Question 4.2 Which illness is most common in various poverty rates?

health_clean %>%
  filter(str_detect(characteristics,"poverty")) %>%
   mutate(sub_name=factor(sub_name,levels=c("Below 100%", "100%-199%", "200%-399%","400% or more")))%>%
  group_by(illness, sub_name)%>%
  summarise(mean= mean(percentage), mean_high= mean(percentage_high), mean_low= mean(percentage_low))%>%
  ungroup()%>%
  mutate(mean=mean/100, mean_high= mean_high/100, mean_low= mean_low/100)%>%
  mutate(labels=scales::percent(mean))%>%
ggplot(aes(sub_name, mean,fill=sub_name))+
  geom_col(position = "dodge")+
  facet_wrap(vars(illness), labeller = label_wrap_gen(width=25))+
scale_x_discrete(name= "Percent of poverty level")+
  scale_y_continuous(limits= range(0,0.3),label = scales::percent, name = " Mean of percentage")+
  scale_fill_discrete(name= "Percent of poverty level")+
   ggthemes::theme_few()+
  theme(legend.position = "bottom")+
  geom_text(aes(label = labels), size=3, vjust=-1)+
  theme(axis.text.x = element_text(angle=90))+
  labs(title = "Mean percentage for various poverty level-various illness")+
  theme(plot.title = element_text(hjust=0.5))
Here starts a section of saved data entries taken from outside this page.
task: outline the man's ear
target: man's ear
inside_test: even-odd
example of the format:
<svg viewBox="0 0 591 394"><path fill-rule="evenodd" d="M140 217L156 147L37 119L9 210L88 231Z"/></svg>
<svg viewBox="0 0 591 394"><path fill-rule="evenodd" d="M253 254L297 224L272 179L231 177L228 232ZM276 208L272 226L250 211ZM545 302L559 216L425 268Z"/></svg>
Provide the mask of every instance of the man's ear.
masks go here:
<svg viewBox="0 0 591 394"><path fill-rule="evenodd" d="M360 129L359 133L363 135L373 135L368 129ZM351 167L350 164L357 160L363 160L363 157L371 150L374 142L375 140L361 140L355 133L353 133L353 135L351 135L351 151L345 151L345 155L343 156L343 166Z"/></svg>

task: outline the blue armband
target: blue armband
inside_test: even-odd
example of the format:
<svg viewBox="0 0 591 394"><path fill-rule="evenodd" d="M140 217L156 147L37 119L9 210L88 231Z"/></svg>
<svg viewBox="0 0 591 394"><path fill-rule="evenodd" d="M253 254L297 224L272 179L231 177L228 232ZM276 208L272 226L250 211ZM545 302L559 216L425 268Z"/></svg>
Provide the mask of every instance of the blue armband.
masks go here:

According to the graphic, “Hay fever or respiratory allergy” is the most common illness among those in various poverty level.

Reflection for visualization

I think my visualization answers all the research questions I have so far. However, it might improved by making the insight part visualized and putting them into a same or multiple graphic.

Another thing that can improved for visualization is 1) adding a label for the liner graphic, especially the graphic “Trends For Various Illness Over time,” and 2) making the color differences more obvious when the legend contains a large amount of the variables. It is challenging, and more research is needed to achieve it, but it will make the graphic clearer to the viewer.

For ways to improve, I do search some articles online, like adding lable and expanding the color palette. As it is not working well, I might seek more materials or even ask for tutoring.